QLoRA combines 4-bit base model quantization with LoRA adapters: fine-tune a 70B model on a single 48GB GPU. The technique made domain fine-tuning accessible to small teams and is now the standard for cost-conscious adaptation.
The base + adapter pattern
Base model frozen at 4-bit. LoRA adapters (low-rank trainable matrices) attached to attention layers. Training updates only adapters: 0.1-1% of total parameters. Memory savings: ~10x vs full fine-tuning.
NF4: the better 4-bit format
NormalFloat4 — quantization optimized for normally-distributed weights (which transformer weights mostly are). Better quality than uniform INT4 for the same memory. Default in bitsandbytes.
Double quantization
Quantizes the quantization constants themselves (the scales used per-block). ~0.4 GB savings on a 70B model.
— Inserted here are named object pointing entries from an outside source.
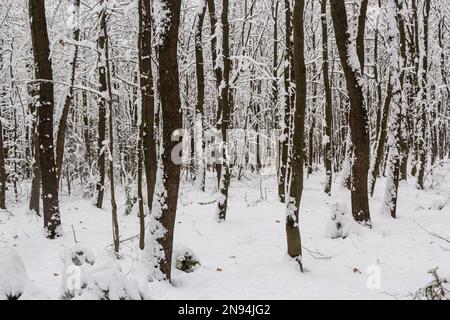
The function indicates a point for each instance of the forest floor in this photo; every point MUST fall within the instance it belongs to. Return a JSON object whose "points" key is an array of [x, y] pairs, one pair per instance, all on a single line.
{"points": [[244, 257]]}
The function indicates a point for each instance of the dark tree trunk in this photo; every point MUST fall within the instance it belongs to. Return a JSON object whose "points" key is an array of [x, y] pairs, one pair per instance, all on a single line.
{"points": [[357, 116], [2, 150], [101, 110], [375, 173], [287, 105], [43, 72], [294, 247], [171, 122], [225, 116], [199, 126], [35, 196], [360, 34], [328, 102], [62, 127], [147, 98], [423, 104]]}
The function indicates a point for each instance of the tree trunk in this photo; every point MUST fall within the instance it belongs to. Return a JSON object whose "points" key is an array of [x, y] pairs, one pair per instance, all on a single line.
{"points": [[287, 105], [424, 100], [199, 126], [294, 247], [357, 117], [43, 72], [225, 117], [2, 150], [35, 195], [147, 98], [375, 172], [159, 239], [62, 127], [328, 101], [390, 200]]}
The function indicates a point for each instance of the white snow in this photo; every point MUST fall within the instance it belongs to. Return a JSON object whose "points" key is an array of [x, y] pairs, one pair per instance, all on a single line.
{"points": [[243, 257]]}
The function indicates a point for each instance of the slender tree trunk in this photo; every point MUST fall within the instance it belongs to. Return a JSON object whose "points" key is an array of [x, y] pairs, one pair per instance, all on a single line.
{"points": [[328, 101], [199, 126], [43, 72], [35, 196], [361, 33], [159, 239], [287, 105], [147, 100], [101, 109], [375, 171], [390, 199], [62, 127], [424, 100], [294, 246], [2, 150], [225, 117], [357, 117], [115, 222]]}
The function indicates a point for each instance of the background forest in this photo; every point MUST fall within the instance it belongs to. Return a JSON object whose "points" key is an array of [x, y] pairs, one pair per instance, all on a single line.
{"points": [[224, 149]]}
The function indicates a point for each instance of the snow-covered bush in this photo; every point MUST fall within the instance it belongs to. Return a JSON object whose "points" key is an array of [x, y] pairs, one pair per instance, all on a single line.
{"points": [[435, 290], [14, 281], [340, 222], [185, 259], [84, 278]]}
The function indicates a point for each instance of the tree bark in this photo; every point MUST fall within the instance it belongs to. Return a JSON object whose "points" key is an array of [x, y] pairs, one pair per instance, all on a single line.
{"points": [[357, 116], [62, 127], [328, 152], [225, 178], [294, 247], [147, 98], [159, 240], [44, 77], [199, 126], [101, 110]]}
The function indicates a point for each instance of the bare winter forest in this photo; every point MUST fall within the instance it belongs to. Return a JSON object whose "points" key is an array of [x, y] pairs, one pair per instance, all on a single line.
{"points": [[220, 149]]}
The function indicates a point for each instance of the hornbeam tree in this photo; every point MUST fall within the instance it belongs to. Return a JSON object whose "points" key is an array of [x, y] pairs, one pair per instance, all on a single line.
{"points": [[357, 115], [44, 105], [390, 199], [159, 238], [294, 246]]}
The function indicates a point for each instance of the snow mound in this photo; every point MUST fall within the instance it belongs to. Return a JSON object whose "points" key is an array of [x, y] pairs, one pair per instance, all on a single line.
{"points": [[14, 281], [340, 223], [185, 259], [85, 279], [78, 255]]}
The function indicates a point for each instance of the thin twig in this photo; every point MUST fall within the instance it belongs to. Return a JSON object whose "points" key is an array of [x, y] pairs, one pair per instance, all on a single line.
{"points": [[74, 235], [434, 234]]}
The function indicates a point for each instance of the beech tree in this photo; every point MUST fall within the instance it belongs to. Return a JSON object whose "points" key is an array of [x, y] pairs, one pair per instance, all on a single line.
{"points": [[44, 106], [357, 115], [159, 240]]}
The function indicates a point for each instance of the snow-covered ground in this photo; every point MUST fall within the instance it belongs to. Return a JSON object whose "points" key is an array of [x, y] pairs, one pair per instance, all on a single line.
{"points": [[244, 257]]}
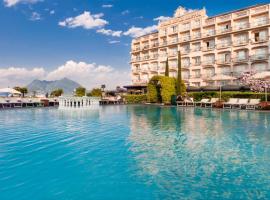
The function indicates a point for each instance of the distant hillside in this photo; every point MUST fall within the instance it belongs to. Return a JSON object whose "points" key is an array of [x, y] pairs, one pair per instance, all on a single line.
{"points": [[48, 86]]}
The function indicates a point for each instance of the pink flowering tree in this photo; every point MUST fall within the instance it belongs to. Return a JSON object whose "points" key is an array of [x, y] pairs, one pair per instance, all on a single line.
{"points": [[256, 85]]}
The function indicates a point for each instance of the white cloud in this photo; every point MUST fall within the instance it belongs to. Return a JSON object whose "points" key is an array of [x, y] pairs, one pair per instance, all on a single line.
{"points": [[161, 18], [114, 41], [125, 12], [110, 32], [10, 3], [35, 16], [52, 12], [87, 74], [107, 6], [137, 31], [85, 20], [19, 76]]}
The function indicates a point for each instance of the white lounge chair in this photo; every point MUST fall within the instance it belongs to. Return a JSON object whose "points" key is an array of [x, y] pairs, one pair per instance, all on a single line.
{"points": [[241, 103], [253, 104], [202, 102], [231, 103], [211, 102]]}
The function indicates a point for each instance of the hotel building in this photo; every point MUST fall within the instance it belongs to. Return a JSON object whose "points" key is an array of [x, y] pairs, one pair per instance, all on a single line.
{"points": [[215, 50]]}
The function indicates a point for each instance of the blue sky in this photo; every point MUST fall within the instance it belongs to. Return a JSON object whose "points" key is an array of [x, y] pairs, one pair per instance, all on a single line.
{"points": [[47, 38]]}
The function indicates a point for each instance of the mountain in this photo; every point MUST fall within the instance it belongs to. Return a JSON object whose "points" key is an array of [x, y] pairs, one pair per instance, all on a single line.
{"points": [[43, 86]]}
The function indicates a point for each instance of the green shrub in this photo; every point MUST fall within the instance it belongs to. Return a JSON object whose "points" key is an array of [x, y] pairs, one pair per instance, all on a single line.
{"points": [[226, 95], [160, 89], [135, 98]]}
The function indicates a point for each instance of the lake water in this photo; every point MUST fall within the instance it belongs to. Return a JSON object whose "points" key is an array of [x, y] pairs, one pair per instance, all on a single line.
{"points": [[134, 152]]}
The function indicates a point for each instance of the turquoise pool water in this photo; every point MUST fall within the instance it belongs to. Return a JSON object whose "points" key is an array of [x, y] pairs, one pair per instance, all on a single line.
{"points": [[134, 152]]}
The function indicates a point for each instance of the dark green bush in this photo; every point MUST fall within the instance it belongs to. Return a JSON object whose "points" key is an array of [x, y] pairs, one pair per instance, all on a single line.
{"points": [[135, 98], [226, 95], [162, 93]]}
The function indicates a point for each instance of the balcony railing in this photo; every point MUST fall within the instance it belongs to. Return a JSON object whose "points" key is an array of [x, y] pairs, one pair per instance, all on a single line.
{"points": [[224, 30], [223, 45], [260, 22], [239, 42], [154, 45], [259, 57], [209, 33], [224, 61], [240, 59], [196, 36], [241, 26], [208, 62], [259, 40], [209, 48], [185, 38]]}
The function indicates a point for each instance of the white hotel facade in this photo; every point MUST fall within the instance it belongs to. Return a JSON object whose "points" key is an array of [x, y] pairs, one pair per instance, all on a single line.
{"points": [[215, 50]]}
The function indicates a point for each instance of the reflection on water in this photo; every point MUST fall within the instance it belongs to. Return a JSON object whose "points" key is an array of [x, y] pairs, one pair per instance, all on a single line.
{"points": [[201, 153]]}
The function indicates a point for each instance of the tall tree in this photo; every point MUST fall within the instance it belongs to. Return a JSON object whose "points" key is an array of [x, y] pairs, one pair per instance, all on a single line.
{"points": [[179, 75], [167, 68]]}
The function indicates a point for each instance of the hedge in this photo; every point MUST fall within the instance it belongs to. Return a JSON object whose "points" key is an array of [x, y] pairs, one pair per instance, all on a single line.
{"points": [[135, 98], [226, 95], [164, 92]]}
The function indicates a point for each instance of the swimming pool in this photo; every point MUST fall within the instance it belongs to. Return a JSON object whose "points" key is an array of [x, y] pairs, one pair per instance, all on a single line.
{"points": [[134, 152]]}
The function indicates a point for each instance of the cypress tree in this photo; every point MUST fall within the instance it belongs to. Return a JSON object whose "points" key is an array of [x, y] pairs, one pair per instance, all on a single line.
{"points": [[167, 68]]}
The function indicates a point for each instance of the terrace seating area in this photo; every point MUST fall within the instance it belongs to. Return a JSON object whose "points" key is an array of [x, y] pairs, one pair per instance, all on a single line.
{"points": [[232, 103]]}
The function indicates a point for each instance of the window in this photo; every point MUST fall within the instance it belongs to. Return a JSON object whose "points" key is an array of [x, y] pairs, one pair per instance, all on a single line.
{"points": [[197, 73], [197, 60]]}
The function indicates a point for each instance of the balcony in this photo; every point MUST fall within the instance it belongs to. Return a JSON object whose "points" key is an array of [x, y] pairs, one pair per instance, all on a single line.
{"points": [[173, 41], [224, 30], [208, 62], [209, 33], [136, 49], [224, 61], [240, 42], [209, 22], [172, 54], [185, 38], [223, 45], [258, 57], [240, 59], [260, 23], [145, 47], [163, 43], [196, 36], [154, 45], [147, 57], [154, 56], [241, 14], [224, 18], [260, 9], [241, 26], [208, 48], [259, 40]]}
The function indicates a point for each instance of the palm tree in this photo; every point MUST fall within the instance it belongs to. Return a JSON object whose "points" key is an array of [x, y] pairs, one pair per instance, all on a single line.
{"points": [[167, 68], [179, 75]]}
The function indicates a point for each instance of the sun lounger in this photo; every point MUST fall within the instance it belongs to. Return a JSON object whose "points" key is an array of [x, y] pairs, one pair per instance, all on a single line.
{"points": [[202, 102], [253, 104], [231, 103], [211, 102]]}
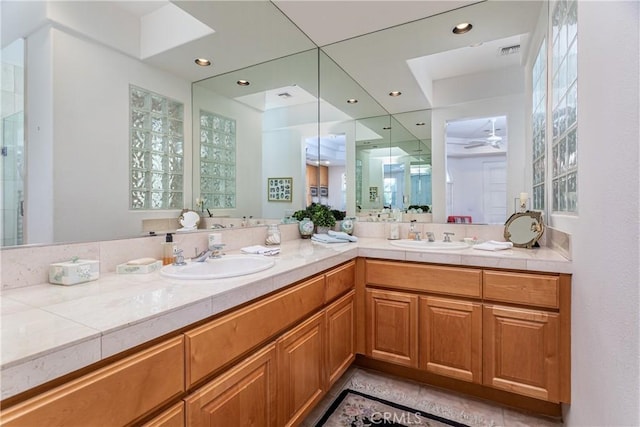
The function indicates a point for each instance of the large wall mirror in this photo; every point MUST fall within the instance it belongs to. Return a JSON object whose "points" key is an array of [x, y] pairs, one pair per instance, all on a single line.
{"points": [[294, 115]]}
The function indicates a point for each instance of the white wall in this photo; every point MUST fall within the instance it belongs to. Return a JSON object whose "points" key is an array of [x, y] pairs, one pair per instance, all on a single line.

Free quality (no measurable drop).
Paged optimizers
Optimizer states (Adam keeps 2 state tensors per param) are paged between GPU and CPU memory like virtual memory. Smooths over training spikes; avoids OOM crashes during long training runs.
Where it falls short
Pretraining-from-scratch (use full precision). Aggressive fine-tuning that wants base-weight updates too (DoRA, full fine-tune). Tasks requiring INT4 inference but FP16 training (quantize separately after fine-tuning).